Anyways, that's a longwinded way for me to say that I don't think I'll be repeating Advent League again in 2023 unless I figure out how to square the circle of player motivation (especially those who likely have no chance of qualifying for finals). I think it's a critical part in retaining new players in the scene, and despite the successes of Advent League I think NPI really suffered due to the way the circuit was structured.

That's about all I have to say.


You must log in to comment.

in reply to @-ZAN's post:

In Saikyou's case, it's more that both the org and the players took themselves too seriously by putting a ton of pressure on themselves to run these hyper-condensed seasons with regular, lengthy elite-level matches in the hope that it'd kickstart their momentum and let them very quickly grow into something that could attract broader audiences, sponsorships, etc, but what actually happened is a bunch of the players simply burned out—between the actual games and the amount of lab time players had to put in just to be able to hang, they couldn't or no longer wanted to put in all that work for what were still relatively small prize pools.

I wouldn't say they were chasing esports, exactly, but they made the mistake of thinking the large and silent casual player base would somehow immediately and magically magnetise to their events if they just churned out enough vods in a short enough span of time, but it was never going to work that way, especially considering their content was not at all tailored for uninitiated spectators.

I think I'd still consider that a motivation issue, albeit with a different cause compared to the western scene. When I brought up the possibility of having something like a Patreon-supported Advent League, most people responded that they would be looking to get something in return for their investment, which seems to be a big question mark. It seemed like Saikyou content was primarily focused on dumping match VODs onto YouTube -- I think there's potential to create highly produced post-analysis as a growth area, but there's a huge tech gap to close there.

Yeah, that's fair enough—I was thinking generally, not necessarily about the specific motivation to stick with [league x]. A few of those "burned out" players continued regularly playing on-stream and elsewhere so it's more a loss of faith in Saikyou to somehow cram five years of growth into one.

Saikyou was trying to integrate more instructional sections into their streams and treat commentary more seriously and so on, and they did try to push clips and highlight compilations as well, but I never thought anything they were doing production-wise was especially advanced or beyond what the western scene can and does do already (albeit with far less consistency).
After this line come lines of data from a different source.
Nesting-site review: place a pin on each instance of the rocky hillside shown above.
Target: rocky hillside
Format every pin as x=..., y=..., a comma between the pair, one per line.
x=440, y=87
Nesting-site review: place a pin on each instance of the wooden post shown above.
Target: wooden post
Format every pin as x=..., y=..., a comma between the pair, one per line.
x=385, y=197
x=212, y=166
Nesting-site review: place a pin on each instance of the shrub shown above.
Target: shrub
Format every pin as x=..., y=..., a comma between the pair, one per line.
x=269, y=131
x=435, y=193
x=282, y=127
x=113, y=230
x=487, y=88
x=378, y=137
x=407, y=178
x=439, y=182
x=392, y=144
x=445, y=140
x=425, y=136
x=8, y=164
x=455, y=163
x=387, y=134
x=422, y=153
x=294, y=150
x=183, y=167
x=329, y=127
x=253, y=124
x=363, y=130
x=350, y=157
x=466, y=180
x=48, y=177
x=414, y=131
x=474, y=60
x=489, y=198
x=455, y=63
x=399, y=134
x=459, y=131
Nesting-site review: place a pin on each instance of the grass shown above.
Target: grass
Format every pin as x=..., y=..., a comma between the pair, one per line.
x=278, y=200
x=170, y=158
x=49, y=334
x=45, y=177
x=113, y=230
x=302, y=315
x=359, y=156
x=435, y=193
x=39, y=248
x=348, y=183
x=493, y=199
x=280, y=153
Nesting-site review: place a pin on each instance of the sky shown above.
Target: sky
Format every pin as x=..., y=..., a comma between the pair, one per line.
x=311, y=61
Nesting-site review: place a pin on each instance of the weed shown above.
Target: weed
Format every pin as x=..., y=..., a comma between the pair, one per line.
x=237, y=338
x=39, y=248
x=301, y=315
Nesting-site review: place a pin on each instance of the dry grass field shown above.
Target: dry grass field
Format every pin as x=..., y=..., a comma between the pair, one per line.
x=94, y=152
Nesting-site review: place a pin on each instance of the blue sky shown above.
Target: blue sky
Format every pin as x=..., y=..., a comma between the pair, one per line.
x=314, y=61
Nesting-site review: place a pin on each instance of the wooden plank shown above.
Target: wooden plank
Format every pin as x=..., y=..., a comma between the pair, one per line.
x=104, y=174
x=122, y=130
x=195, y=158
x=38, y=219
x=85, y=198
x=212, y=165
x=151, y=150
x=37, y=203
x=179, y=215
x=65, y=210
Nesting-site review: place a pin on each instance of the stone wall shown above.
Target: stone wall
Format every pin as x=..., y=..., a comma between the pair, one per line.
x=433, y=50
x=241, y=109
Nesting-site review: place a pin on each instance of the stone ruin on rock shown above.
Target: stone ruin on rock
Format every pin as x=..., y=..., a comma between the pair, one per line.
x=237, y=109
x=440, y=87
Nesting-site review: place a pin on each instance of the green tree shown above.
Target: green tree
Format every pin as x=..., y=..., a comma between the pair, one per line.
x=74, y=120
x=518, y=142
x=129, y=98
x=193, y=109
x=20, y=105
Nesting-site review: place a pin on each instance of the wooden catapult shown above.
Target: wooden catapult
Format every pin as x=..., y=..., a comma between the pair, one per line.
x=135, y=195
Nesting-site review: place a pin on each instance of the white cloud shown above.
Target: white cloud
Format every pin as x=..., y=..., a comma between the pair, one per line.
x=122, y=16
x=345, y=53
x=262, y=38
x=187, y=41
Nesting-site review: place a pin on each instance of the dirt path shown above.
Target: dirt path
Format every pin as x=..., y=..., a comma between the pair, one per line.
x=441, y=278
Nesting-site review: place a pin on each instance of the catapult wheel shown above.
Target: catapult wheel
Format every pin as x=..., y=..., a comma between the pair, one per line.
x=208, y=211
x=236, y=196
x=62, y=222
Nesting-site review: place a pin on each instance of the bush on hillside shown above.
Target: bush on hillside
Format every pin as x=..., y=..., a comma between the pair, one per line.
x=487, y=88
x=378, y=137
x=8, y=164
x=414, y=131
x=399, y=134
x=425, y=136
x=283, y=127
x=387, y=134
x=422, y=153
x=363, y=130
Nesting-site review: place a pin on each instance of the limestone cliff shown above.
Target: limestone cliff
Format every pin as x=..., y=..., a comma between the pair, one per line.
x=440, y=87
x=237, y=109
Edited/produced content is crucial but even just ensuring VODs make it to Youtube is an important first step—Twitch is terrible about post-facto discovery and while Youtube isn't necessarily much better without someone cultivating a channel behind them, it's still something I feel people ought not neglect.

I have a whole bunch of Opinions about funding, production, etc that'll come out elsewhere sooner or later... maybe even as soon as Feb.4, if I can find the time to finish them up.